Re: [RFC PATCH] sched/fair: Make tg->load_avg per node

From: Aaron Lu
Date: Tue Apr 04 2023 - 11:16:07 EST


On Mon, Mar 27, 2023 at 01:39:55PM +0800, Aaron Lu wrote:
[...]
> Another observation of this workload is: it has a lot of wakeup time
> task migrations and that is the reason why update_load_avg() and
> update_cfs_group() shows noticeable cost. Running this workload in N
> instances setup where N >= 2 with sysbench's nr_threads set to 1/N nr_cpu,
> task migrations on wake up time are greatly reduced and the overhead from
> the two above mentioned functions also dropped a lot. It's not clear to
> me why running in multiple instances can reduce task migrations on
> wakeup path yet.

Regarding this observation, I've some finding.

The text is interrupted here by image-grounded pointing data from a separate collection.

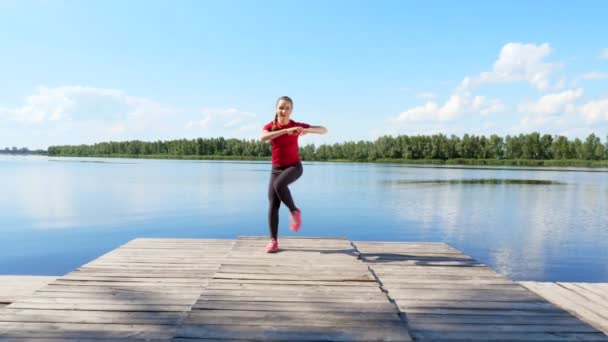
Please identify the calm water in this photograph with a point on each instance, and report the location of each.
(59, 213)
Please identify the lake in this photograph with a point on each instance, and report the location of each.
(545, 224)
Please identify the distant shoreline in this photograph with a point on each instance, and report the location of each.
(451, 162)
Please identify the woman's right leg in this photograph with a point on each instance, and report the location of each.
(274, 202)
(282, 179)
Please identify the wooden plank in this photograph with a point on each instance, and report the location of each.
(280, 333)
(440, 336)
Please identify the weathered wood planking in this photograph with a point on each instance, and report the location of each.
(312, 290)
(448, 296)
(587, 301)
(140, 291)
(13, 288)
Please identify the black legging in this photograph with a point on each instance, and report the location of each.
(280, 178)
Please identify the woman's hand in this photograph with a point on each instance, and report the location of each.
(294, 130)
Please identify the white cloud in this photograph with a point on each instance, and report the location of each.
(595, 111)
(203, 123)
(457, 105)
(594, 75)
(426, 96)
(552, 103)
(222, 118)
(519, 62)
(487, 106)
(86, 115)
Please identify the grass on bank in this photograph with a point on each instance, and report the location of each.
(457, 161)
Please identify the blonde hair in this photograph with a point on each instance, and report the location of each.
(276, 116)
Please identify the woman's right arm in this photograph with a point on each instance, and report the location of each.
(268, 135)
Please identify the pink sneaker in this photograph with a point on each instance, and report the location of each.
(296, 220)
(273, 246)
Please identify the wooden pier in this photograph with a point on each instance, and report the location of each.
(313, 289)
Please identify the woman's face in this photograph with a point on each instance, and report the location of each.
(284, 108)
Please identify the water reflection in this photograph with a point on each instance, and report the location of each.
(488, 181)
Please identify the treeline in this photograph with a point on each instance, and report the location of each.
(23, 150)
(533, 146)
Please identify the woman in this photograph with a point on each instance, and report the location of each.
(283, 135)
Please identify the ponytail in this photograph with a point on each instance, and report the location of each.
(274, 123)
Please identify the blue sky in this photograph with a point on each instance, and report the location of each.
(75, 72)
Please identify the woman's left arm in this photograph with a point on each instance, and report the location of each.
(314, 129)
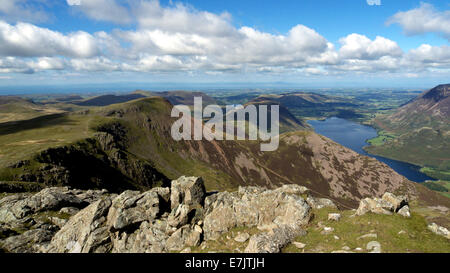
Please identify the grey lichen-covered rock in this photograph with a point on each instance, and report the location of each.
(149, 238)
(404, 211)
(69, 210)
(272, 241)
(318, 203)
(28, 242)
(131, 208)
(442, 231)
(253, 207)
(187, 190)
(85, 232)
(179, 216)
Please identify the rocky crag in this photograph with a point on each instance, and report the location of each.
(179, 218)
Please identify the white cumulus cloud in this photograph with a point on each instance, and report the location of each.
(423, 19)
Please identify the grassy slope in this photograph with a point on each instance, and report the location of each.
(387, 227)
(416, 239)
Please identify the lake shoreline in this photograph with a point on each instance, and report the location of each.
(355, 136)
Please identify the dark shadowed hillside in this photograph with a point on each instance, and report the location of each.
(422, 132)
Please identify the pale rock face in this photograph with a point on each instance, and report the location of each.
(242, 237)
(318, 203)
(439, 230)
(85, 232)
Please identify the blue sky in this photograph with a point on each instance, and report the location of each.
(168, 44)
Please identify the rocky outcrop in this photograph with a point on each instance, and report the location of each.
(273, 241)
(158, 220)
(137, 222)
(255, 207)
(180, 218)
(388, 204)
(40, 216)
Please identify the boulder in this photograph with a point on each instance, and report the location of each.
(334, 216)
(187, 190)
(19, 206)
(439, 230)
(299, 245)
(373, 247)
(179, 216)
(149, 238)
(397, 201)
(272, 241)
(85, 232)
(131, 208)
(69, 210)
(318, 203)
(404, 211)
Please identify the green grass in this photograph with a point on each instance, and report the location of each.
(416, 239)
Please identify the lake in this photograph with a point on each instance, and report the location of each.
(354, 136)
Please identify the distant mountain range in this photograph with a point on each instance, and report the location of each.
(128, 146)
(422, 132)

The TLDR is: 1 instance
setup's overall CPU util is lower than N >= 2 instances setup and as a
result, under 1 instance setup, sis() is more likely to find idle cpus
than N >= 2 instances setup and that is the reason why 1 instance setup
has more migrations.

More details:

For 1 instance with nr_thread=nr_cpu=224 setup, during a 5s window,
there are 10 million calls of select_idle_sibling() and 6.1 million
migrations. Of these migrations, 4.6 million comes from select_idle_cpu(),
1.3 million comes from recent_cpu.
mpstat of this time window:
Average: NODE %usr %nice %sys %iowait %irq %soft %steal %guest %gnice %idle
Average: all 45.15 0.00 18.59 0.00 0.00 17.29 0.00 0.00 0.00 18.98
Average: 0 38.14 0.00 17.29 0.00 0.00 14.77 0.00 0.00 0.00 29.80
Average: 1 52.07 0.00 19.88 0.00 0.00 19.78 0.00 0.00 0.00 8.28


For 4 instance with nr_thread=56 setup, during a 5s window, there are 15
million calls of select_idle_sibling() and only 30k migrations.
select_idle_cpu() is called 15 million times but only 23k of them passed
the sd_share->nr_idle_scan != 0 test.
mpstat of this time window:
Average: NODE %usr %nice %sys %iowait %irq %soft %steal %guest %gnice %idle
Average: all 68.54 0.00 21.54 0.00 0.00 8.35 0.00 0.00 0.00 1.58
Average: 0 70.05 0.00 20.92 0.00 0.00 8.17 0.00 0.00 0.00 0.87
Average: 1 67.03 0.00 22.16 0.00 0.00 8.53 0.00 0.00 0.00 2.29

For 8 instance with nr_thread=28 setup, during a 5s window, there are
16 million calls of select_idle_sibling() and 9.6k migrations.
select_idle_cpu() is called 16 million times but none of them passed the
sd_share->nr_idle_scan != 0 test.
mpstat of this time window:
Average: NODE %usr %nice %sys %iowait %irq %soft %steal %guest %gnice %idle
Average: all 70.29 0.00 20.99 0.00 0.00 8.28 0.00 0.00 0.00 0.43
Average: 0 71.58 0.00 19.98 0.00 0.00 8.04 0.00 0.00 0.00 0.40
Average: 1 69.00 0.00 22.01 0.00 0.00 8.52 0.00 0.00 0.00 0.47

On a side note: when sd_share->nr_idle_scan > 0 and has_idle_core is true,
then sd_share->nr_idle_scan is not actually respected. Is this intended?
It seems to say: if there is idle core, then let's try hard and ignore
SIS_UTIL to find that idle core, right?